The advantage of binary search tree over other data structures is that the time complexity of search and insertion is low, which is O (log ⁡ n). Binary lookup tree is a basic data structure, which is used to build more abstract data structures, such as sets, multiple sets, associative arrays and so on.  ##### Binary balanced tree AVL

The depth of left and right subtrees shall not exceed 1

Either it is an empty tree, or the absolute value of the depth difference between the left and right subtrees of its root node does not exceed 1;

Its left and right subtrees are also balanced binary trees;

The balance factor of a binary tree node is defined as the depth of the left subtree minus the depth of the right subtree. Then the balance factor of all nodes of the balanced binary tree can only be - 1,0,1. ##### Red black tree (RBT)

RED BLACK tree is a binary search tree. It adds a storage bit to each node to record the color of the node, which can be RED or BLACK; Through the color constraint on any simple path from root to leaf, the RED BLACK tree ensures that the longest path does not exceed twice the shortest path, so it is approximately balanced.

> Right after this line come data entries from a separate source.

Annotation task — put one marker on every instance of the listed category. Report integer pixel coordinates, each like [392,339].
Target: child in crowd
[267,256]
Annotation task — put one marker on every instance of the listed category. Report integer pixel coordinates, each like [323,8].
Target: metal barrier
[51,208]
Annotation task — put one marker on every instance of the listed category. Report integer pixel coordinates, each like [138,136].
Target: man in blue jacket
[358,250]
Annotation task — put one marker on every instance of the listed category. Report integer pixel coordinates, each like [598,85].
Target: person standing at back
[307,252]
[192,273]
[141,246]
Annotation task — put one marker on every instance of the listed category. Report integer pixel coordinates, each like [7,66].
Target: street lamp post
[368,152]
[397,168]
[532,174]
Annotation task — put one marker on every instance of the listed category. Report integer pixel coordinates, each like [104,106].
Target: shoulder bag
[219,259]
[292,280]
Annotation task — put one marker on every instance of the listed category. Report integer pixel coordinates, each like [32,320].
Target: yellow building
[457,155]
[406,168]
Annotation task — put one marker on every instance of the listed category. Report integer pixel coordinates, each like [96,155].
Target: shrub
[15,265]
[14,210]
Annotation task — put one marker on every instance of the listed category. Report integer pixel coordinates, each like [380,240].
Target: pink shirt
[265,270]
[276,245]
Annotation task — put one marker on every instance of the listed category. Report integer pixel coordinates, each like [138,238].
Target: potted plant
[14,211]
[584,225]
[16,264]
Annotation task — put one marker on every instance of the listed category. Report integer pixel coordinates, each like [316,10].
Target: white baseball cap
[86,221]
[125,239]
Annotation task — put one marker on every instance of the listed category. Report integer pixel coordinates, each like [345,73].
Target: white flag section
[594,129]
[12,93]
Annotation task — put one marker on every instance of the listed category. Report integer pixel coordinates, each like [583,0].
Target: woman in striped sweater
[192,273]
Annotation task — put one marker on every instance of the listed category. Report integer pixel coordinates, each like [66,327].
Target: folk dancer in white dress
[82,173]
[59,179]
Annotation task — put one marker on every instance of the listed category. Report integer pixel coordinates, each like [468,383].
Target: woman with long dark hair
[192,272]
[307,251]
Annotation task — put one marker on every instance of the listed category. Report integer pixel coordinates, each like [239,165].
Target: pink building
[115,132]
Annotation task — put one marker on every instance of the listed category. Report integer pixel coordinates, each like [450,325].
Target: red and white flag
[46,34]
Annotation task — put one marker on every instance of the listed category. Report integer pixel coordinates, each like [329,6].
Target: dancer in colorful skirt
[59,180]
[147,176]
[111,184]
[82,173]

• Each node is either red or black. (red or black)
• The root node is black. (root black)
• Each leaf node (leaf node refers to NIL pointer or NULL node at the end of the tree) is black. (leaf black)
• If a node is red, its two sons are black. (red black)
• For any node, each path to the NIL pointer at the end of the leaf node tree contains the same number of black nodes. (same as black under the path)
• When adding a node, it is a red node by default. If its parent is a black node, it will be added directly. If it is red, adjust the number of black nodes in the subtree

[the external chain image transfer fails. The source station may have an anti-theft chain mechanism. It is recommended to save the image and upload it directly (img-bc2jmvUt-1609394285768)(D:\documents\study_note \ algorithm and data structure \ red black tree. png)]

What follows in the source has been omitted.